Die einzige Assoziation zum Tischler-Gewerbe sehe ich in dem stilisierten Tisch/Stuhl und Fenster. Die Idee würde ich weiter verfolgen.
Das andere sieht nur nach Spielerei aus (vorallendingen das große K, passt wohl eher zu einem Tanzstudio).

Die Bildmarke ist wie gesagt schon OK, darin sehe ich Stabilität und eine Verbindung zu Haus und Einrichtung. Aber die Typo... ne, die geht garnicht.


Duddle


----------



## julchen (16. November 2005)

Hallo,
was würdest Du vorschlagen?`

Soll ich den i Punkt normal lassen und nicht farbig? Das Problem ist, das ich sehr viel in das Logo reinbringen muss lt. Vorgabe. Sollte ich die GmbH in der gleichen Schriftgröße hinter den Namen bringen und die Schreinerei als Ergänzung drunter lassen. Das unvollendete e ist so in der Schriftart.

Vielleicht könntest Du mir ja mal einen groben Entwurf posten oder sagen wie ich was verbessern soll.

Gruss
Julchen


----------



## thecamillo (16. November 2005)

Ich mag lieber kompakte Logos ohne Zeichnungen die schwer zu interpretieren sind!

greezingz thecamillo


----------



## julchen (16. November 2005)

Hallo,
danke für den Entwurf.

Das Problem ist nur, dass es meiner Meinung nach, zuviel Schrift im Logo gibt. Aus diesem Grund habe ich das Symbol gewählt.

Hast Du vielleicht noch eine andere Idee.

Gruss
Julchen


----------



## Ellie (16. November 2005)

Hallo Julchen,

deine Entwürfe haben für mich nicht die Aussage, daß es sich hier um eine Schreinerei handelt . Sieht zwar stylish aus, aber mehr leider nicht.

Das ist eine Möbelschreinerei?

Also Holz wäre gestalterisch einzubringen, dazu Handwerk, denn mit Design hat es hier wahrscheinlich weniger zu tun.

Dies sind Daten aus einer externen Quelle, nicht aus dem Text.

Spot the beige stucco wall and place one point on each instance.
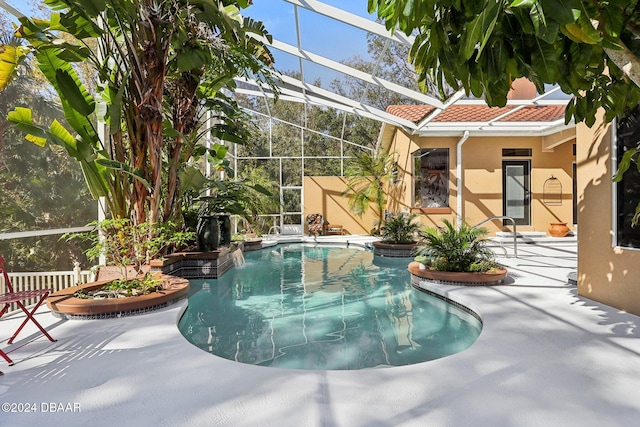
(605, 273)
(323, 194)
(482, 177)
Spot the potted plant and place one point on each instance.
(126, 284)
(458, 255)
(398, 236)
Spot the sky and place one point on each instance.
(319, 34)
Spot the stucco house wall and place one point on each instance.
(323, 194)
(606, 273)
(482, 178)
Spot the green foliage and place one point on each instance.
(457, 250)
(41, 188)
(121, 288)
(399, 228)
(484, 46)
(367, 175)
(125, 244)
(161, 65)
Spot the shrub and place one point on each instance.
(458, 250)
(399, 228)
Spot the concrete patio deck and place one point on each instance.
(545, 357)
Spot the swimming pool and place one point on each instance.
(320, 307)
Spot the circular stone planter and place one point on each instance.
(393, 250)
(457, 278)
(63, 304)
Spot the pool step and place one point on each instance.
(531, 237)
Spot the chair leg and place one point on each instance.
(30, 316)
(7, 358)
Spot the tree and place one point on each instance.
(368, 176)
(39, 188)
(591, 49)
(161, 65)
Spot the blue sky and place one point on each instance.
(319, 34)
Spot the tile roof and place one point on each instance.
(479, 113)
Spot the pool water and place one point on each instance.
(319, 307)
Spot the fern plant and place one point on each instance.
(457, 250)
(399, 228)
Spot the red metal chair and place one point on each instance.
(18, 297)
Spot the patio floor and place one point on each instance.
(545, 357)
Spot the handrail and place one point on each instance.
(515, 234)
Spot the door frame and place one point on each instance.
(527, 190)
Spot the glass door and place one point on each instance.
(516, 195)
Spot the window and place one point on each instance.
(516, 152)
(431, 178)
(628, 190)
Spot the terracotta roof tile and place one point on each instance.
(479, 113)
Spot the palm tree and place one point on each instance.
(160, 64)
(368, 176)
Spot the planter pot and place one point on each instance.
(63, 304)
(559, 229)
(394, 250)
(208, 233)
(488, 278)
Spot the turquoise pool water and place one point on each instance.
(318, 307)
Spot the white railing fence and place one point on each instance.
(54, 280)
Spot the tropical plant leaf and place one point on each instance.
(480, 29)
(122, 167)
(10, 58)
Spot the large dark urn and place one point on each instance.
(225, 229)
(208, 233)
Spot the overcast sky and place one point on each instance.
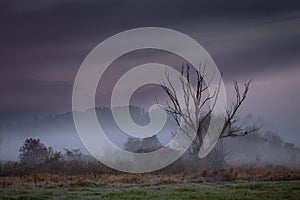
(42, 44)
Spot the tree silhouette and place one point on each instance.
(33, 151)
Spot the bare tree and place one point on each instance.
(203, 104)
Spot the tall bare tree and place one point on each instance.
(204, 104)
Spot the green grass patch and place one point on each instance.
(223, 190)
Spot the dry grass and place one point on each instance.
(46, 180)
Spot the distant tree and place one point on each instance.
(33, 151)
(145, 145)
(73, 155)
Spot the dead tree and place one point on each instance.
(204, 104)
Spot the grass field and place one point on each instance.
(213, 190)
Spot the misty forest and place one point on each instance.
(131, 99)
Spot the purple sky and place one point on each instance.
(42, 44)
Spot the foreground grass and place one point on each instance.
(220, 190)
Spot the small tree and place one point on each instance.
(33, 151)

Mach weniger was Du persönlich schick findest als etwas, das thematisch zur Firma passt. Hmmm, abgehoben? Es wäre eventuell schon absonderlich genug sich ein ungewöhnliches Möbelstück zu greifen und hier als grafisches Element oder in Verbindung mit der Typo einzubringen.

LG,
Ellie


----------



## julchen (16. November 2005)

Hallo Ellie,
was würdest Du vorschlagen wie ich Möbel und Bauelemente in ein Logo unterbringen könnte.

Gruss
Julchen


----------



## Ellie (16. November 2005)

Hallo julchen,

also vorkauen werde ich dir das nicht, probiere doch einfach aus, was passen könnte. Oder möchtest Du mich dann finanziell beteiligen, wenn ich dir die Arbeit abnehme?

Ellie


----------



## hpvw (16. November 2005)

Nur eine kleine Anmerkung zu Deinem Fenster in Deinen letzten Logo-Entwürfen:
Es steht IMHO auf dem Kopf. Du solltest es umdrehen. Ich habe zumindest noch kein typisches Fenster gesehen, bei denen die Flügel oben und ein breites Fensterteil unten ist. Bei einem Wintergarten oder einer Terassenfront, die am Boden beginnt, mag das sein, aber nicht bei einem Fenster, wie man es typischerweise mit Fensterbrett etc. einbaut.

Gruß hpvw


----------



## julchen (16. November 2005)

Hallo,
das ist Ansichtssache. Ich z. B. habe in meinem Haus solche Fenster. Unten ein Feststehendes Element und oben zwei Flügel.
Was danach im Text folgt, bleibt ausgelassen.